Web 2.0: So now, in the spirit of the video above, to hell with all artists. We have all the channels now to be the stars that we can be. Let Warhol take a class for fifteen minutes after which, we can start on our journey of claiming and entertaining our own audience. We have social bookmarking sites, wikis, video-sharing sites, blogging sites, picture sharing sites, social networks, microblogging, life streaming, virtual worlds, podcasting, webcasting, … the distribution channel has stopped looking like a wire or pipe and now looks like the world in itself. The creators are all of us. We have our copyrights. We are the audience as well. But wait. Copyright?? I am no Metallica, and neither am I Scott Adams, so who will steal my creation? And in an online population of 500mn people, if someone does, I won’t know. The chances are grim. Copyscape and TinEye may help, but what the heck, even if I find out, what are the chances that the discovery of such theft will be profitable for me??

Profitable.

If I was Metallica, I am only 4-5 guys in the whole world, and my copyright is heavyweight. It makes big money across oceans. The recording company better lookout for all infringements. But I am also a traveller sharing his pictures on the Internet just like that with the same kind of copyrights. But if my copyright gets violated, there’s not much doing on the way from my hosting service. I am not big money, my copyright is featherweight, or worse, pea-weight. The hosting service is still making money from the ads that result by way of pageviews on my picture pages and god knows how many in my audience click on them, but I am benefitted by none.

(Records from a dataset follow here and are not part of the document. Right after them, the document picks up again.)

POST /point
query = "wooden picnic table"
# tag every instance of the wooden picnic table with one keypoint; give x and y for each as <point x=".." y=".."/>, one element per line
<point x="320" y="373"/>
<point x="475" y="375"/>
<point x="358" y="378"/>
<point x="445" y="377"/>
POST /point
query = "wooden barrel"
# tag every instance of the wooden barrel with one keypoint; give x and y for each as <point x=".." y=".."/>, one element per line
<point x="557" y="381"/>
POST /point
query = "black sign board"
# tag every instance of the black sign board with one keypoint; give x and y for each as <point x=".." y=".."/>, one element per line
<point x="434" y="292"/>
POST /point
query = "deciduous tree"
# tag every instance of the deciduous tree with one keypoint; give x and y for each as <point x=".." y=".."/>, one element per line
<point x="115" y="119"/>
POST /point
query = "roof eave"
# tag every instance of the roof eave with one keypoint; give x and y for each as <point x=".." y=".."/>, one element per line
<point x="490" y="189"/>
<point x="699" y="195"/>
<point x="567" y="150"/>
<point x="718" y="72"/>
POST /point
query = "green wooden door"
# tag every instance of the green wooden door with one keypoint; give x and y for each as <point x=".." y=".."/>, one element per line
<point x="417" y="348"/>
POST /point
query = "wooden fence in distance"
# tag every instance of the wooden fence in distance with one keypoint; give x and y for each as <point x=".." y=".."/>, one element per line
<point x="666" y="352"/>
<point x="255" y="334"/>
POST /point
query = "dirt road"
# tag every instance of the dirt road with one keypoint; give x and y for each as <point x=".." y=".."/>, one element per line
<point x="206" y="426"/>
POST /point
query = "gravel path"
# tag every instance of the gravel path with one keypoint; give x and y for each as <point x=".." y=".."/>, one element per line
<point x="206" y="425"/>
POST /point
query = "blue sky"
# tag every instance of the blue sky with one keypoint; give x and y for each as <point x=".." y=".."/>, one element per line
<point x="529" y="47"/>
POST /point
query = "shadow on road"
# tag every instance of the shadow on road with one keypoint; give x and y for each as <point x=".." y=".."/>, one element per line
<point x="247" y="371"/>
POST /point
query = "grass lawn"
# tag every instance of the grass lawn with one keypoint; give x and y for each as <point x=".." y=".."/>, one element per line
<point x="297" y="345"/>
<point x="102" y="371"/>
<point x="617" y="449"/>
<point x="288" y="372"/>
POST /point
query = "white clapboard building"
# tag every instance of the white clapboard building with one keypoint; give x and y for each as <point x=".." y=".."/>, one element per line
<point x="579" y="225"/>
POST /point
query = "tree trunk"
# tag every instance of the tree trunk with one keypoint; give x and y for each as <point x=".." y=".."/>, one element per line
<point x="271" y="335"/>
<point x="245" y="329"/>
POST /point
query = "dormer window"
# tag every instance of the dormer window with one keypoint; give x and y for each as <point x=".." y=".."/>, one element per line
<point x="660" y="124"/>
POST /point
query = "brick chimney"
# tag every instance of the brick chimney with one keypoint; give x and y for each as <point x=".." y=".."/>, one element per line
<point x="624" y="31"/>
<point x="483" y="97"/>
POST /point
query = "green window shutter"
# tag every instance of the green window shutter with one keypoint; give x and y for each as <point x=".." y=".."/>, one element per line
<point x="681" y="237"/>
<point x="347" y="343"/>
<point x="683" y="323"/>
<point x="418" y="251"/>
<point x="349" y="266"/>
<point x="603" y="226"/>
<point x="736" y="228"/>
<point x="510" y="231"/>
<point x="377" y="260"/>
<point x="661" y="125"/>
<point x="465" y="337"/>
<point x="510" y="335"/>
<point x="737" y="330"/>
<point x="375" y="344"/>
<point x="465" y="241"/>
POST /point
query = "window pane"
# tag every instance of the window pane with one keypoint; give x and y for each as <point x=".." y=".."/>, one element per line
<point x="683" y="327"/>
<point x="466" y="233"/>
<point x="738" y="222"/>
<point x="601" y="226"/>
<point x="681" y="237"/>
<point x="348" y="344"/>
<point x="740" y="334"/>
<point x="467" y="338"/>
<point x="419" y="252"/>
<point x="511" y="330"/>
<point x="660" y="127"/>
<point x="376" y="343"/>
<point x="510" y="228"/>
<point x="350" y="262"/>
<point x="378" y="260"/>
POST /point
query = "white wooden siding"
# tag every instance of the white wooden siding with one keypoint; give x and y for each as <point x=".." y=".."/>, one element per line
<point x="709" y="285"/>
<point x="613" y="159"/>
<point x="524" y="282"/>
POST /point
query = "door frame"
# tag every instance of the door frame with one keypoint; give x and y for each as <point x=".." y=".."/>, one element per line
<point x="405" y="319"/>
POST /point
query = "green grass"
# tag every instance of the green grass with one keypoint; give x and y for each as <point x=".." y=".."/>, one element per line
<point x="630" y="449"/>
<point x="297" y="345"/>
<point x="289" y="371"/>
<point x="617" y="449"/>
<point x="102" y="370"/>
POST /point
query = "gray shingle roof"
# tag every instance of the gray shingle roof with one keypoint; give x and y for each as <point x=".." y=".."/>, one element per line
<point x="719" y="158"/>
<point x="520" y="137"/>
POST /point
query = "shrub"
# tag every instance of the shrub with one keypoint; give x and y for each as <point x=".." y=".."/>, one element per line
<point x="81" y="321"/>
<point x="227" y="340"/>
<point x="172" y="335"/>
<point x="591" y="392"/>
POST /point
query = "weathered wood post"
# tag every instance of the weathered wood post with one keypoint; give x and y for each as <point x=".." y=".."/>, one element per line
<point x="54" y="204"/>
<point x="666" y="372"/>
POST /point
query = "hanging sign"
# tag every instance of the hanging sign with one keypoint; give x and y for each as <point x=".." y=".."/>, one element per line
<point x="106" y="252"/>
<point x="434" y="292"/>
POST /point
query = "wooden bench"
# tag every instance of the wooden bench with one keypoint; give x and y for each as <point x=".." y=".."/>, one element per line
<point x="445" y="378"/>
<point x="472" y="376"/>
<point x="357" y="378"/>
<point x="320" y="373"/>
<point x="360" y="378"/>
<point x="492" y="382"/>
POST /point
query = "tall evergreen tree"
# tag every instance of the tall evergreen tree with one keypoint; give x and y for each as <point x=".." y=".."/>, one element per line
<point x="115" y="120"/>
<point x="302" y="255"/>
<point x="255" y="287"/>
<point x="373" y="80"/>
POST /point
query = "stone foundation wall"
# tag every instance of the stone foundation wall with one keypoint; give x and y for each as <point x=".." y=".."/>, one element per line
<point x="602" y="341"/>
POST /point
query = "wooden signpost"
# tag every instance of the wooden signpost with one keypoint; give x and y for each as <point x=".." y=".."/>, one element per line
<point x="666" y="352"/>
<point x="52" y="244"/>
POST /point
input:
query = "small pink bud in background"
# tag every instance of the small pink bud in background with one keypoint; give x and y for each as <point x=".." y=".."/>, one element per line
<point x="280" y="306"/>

Is something wrong again?? Wrong is, the creators now don’t get paid for their creations. People have always wanted it for free, so what the heck, Mr Website Owner says, give it away on a web page with some mumbo-jumbo passed for copyrights and lets keep the dime with ourselves. Should I, the creator, not get a cut for the traffic my creations brings to the website I am hosting my stuff on?? Or shouldn’t the website proactively sue someone for violating the copyright on my creations, something that I have trusted this website with??

The Social Media has come a full circle, from the 90s, when you were only the audience, to the NOW, when you are the artist and you are the fan. So is your copyright holding it all together for you?? Are you being paid for the Intellectual Property that you are generating and hosting it with somebody?? I will leave you with questions here and continue on this topic sometime later, but will definitely finish it before I go in for the talk at BarCamp, where it is scheduled.